L’occhio del Big Brother
Sergio diventa il protagonista di un ‘grande fratello’ in tinta thriller. Gli occhi elettronici delle videocamere lo proiettano su un palcoscenico virtuale, diventando un fulcro di interesse e fascino.
Per interesse, economico o mediatico, Natanel (Ramiro Blas), l’evangelico che ha accolto Sergio nella sua comunità, si inserisce nella vicenda. Un personaggio equivoco, con una personalità frastagliata, in bilico tra il bene che professa e il male che serpeggia nelle sua azioni.
Il fascino, invece, è quello che subisce Marta, attratta da Sergio, che più di una volta mette in pericolo la relazione con il suo fidanzato per correre tra le braccia dell’assassino del balcone.
E poi c’è Ana che, nonostante cerchi di essere sempre professionale e difendere con le unghie il suo progetto, si ritrova travolta dalla macchina creata da lei stessa.

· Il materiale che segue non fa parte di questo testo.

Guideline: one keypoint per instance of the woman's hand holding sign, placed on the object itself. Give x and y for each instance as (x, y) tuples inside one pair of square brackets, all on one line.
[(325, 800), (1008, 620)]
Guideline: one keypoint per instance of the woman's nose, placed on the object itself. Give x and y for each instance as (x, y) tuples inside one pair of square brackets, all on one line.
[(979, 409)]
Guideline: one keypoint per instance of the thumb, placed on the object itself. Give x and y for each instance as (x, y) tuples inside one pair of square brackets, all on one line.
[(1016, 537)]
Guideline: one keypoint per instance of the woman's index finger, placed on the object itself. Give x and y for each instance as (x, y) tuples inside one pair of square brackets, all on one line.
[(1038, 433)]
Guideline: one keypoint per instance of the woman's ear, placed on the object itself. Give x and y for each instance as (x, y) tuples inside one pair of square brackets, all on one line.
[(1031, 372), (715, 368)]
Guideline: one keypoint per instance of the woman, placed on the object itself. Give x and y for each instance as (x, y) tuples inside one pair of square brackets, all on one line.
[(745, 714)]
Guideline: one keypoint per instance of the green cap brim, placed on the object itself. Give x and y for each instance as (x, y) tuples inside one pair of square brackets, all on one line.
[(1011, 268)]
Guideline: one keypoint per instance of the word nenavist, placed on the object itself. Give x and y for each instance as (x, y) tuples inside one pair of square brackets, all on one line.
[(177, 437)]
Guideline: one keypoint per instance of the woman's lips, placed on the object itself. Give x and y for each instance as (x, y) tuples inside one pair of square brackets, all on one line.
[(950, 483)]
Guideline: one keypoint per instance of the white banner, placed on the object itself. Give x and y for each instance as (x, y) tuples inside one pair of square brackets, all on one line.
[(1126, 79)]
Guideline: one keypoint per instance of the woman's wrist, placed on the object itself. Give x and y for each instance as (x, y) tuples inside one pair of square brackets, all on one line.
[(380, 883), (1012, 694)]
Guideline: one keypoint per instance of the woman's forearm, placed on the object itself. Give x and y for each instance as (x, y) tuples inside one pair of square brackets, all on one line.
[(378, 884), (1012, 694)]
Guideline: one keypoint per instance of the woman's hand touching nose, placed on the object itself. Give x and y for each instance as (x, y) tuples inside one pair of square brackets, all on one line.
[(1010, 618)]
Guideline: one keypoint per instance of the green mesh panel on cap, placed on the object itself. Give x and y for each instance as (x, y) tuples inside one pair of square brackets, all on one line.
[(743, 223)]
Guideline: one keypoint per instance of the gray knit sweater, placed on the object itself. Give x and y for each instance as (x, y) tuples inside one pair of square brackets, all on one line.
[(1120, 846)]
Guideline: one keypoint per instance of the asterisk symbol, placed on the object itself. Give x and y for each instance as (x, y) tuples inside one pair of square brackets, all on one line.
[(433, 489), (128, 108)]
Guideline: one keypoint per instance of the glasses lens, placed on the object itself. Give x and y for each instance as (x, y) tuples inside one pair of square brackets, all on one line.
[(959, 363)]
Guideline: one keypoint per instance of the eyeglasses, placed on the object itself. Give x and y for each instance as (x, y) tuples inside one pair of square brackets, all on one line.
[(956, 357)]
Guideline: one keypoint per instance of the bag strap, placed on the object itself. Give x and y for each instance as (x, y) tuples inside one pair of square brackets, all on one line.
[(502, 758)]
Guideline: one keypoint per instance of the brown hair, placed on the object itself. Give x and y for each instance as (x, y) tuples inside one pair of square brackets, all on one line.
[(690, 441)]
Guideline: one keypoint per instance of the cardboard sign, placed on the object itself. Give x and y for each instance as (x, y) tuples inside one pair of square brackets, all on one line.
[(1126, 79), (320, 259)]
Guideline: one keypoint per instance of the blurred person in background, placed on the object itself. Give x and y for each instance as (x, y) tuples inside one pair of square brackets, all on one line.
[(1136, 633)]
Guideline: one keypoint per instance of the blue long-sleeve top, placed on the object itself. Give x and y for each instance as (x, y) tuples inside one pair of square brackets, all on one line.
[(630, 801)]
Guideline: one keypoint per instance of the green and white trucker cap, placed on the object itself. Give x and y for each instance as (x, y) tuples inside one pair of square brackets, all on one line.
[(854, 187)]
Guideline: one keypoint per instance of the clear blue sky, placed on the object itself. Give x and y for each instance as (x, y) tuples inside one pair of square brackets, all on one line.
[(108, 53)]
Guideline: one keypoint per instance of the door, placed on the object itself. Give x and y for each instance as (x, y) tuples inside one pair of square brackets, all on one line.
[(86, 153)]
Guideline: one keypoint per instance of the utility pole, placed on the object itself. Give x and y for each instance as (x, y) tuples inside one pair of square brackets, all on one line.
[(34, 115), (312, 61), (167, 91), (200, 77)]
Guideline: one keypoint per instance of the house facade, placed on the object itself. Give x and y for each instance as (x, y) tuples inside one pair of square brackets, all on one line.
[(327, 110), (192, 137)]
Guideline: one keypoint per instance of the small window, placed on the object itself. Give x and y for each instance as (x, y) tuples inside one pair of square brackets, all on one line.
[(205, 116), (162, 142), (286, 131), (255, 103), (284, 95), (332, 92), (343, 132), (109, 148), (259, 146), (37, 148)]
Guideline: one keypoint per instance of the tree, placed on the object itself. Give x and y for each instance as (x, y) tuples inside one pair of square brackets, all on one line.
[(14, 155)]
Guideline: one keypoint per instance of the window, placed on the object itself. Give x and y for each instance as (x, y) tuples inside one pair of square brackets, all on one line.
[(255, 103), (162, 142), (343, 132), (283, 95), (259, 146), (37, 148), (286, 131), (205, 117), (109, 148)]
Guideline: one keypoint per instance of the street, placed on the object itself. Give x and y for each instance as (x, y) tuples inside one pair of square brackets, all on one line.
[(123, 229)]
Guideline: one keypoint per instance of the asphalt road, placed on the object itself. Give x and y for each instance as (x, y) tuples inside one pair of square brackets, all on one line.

Attraverso gli schermi cerca di decifrare i comportamenti di Sergio, di entrare nella sua mente e leggere il suo pensiero.
Ma le telecamere possono cogliere solo il generale e il particolare sfugge di continuo. Nonostante ciò, Ana finisce per subire il fascino di Sergio. La vita del ragazzo proiettata sugli schermi diventa uno specchio della propria. Il suo matrimonio è in crisi e Ana riversa su Sergio amore e passione. Accarezza lo schermo, come fosse quel ragazzo solo e abbandonato da tutti, proprio come lei.
Morte e solitudine
Lo spettacolo evocato da In silenzio sa di morte e solitudine, come quella provata da Sergio e da Ana. Questa decide di lasciare il suo posto di osservatrice e di intervenire attivamente nella vicenda. E la platea sulla videosorveglianza di Sergio resta inesorabilmente vuota. Uno spazio deserto dove il controllo ossessivo dell’individuo porta a conseguenze tragiche.
In silenzio è una serie claustrofobica con un doppio finale e due interpretazioni tanto distanti, quanto plausibili. Una rappresentazione dei fatti che rispecchia una società post – moderna, dove gli interessi dei potenti schiacciano i sentimenti dei singoli individui.
L’uso ripetuto della videosorveglianza non è altro che una metafora della società contemporanea, dove molto spesso le videocamere sostituiscono l’ama da fuoco. Puntare l’obiettivo equivale a mirare con la pistola: il risultato è meno assordante, ma non meno drammatico.